The Financial Accounting Standards Board on Tuesday issued an Accounting Standards Update for the upcoming standard on credit losses, known as CECL.

The update mirrors proposals made by FASB in June that tweaked language in the standard regarding negative allowances and expected recoveries.

CECL requires companies to take a “current expected credit losses” approach to recognizing the state of credit-based instruments in financial statements. The standard has been controversial, with banks and lawmakers imploring FASB to delay its implementation so its effects on the economy can be better understood.

Indeed, FASB has pushed back the implementation date of the standard, but not for all companies. Public business entities (PBEs) that are Securities and Exchange Commission filers, excluding entities eligible to be smaller reporting companies as currently defined by the SEC, will still be expected to comply for fiscal years beginning after Dec. 15, 2019, and interim periods within those fiscal years. For calendar-year-end companies, the date is Jan. 1, 2020.

All other PBEs and private entities had the date delayed from January 2021 to fiscal years beginning after Dec. 15, 2022, including interim periods within those fiscal years.

FASB’s latest update to the standard addresses questions around negative allowances that are on the books when an entity purchases financial assets that have already experienced some deterioration in credit.
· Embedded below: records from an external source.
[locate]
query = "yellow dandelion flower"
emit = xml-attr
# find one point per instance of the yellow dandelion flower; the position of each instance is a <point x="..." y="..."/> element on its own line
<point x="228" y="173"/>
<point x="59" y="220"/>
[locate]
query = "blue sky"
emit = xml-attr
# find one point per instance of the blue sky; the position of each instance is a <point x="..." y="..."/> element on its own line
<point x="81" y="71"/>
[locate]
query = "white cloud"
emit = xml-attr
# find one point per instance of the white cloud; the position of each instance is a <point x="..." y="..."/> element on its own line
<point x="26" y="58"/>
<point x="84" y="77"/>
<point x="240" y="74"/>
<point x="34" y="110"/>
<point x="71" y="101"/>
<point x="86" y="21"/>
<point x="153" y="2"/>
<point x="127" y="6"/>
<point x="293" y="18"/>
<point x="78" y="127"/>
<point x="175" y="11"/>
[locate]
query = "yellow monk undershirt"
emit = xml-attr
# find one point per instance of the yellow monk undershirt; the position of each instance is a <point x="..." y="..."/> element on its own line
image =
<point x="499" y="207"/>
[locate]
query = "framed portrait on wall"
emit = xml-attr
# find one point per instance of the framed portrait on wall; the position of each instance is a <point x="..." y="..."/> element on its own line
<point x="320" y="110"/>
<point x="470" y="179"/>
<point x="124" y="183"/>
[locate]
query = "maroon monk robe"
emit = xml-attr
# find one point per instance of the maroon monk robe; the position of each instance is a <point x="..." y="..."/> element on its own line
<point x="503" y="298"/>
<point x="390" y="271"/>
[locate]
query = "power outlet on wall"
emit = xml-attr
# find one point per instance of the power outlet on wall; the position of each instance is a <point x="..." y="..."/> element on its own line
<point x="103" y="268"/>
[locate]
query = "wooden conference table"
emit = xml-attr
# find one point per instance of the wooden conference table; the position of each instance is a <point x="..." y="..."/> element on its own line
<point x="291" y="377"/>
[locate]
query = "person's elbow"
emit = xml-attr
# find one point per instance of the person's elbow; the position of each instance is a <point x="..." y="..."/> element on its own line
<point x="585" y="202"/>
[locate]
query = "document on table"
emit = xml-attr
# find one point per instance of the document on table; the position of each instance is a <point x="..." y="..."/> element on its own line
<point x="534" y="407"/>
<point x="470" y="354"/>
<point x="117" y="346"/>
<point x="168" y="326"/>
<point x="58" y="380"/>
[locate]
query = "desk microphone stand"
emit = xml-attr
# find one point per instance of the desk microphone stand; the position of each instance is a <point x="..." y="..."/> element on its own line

A negative allowance occurs when an entity writes off, fully or partially, the amortized cost basis of a financial asset and then determines some or all of it will recover.

The update revises the original guidance to clarify entities should include expected recoveries in the valuation account for such assets when purchased. It also clarifies expected recoveries of unamortized noncredit discounts or premiums should not be included in the allowance for credit losses.

FASB’s update also provides transition relief for troubled debt restructurings and extends disclosure relief for accrued interest receivable balances to additional relevant disclosures involving amortized cost basis.

“After issuing the current expected credit losses standard—also known as CECL—in 2016, the FASB received questions about certain confusing areas of the guidance,” FASB Chairman Russ Golden said in a statement. “The new ASU clarifies these areas of the guidance to ensure all companies and organizations can make a smoother transition to the standard.”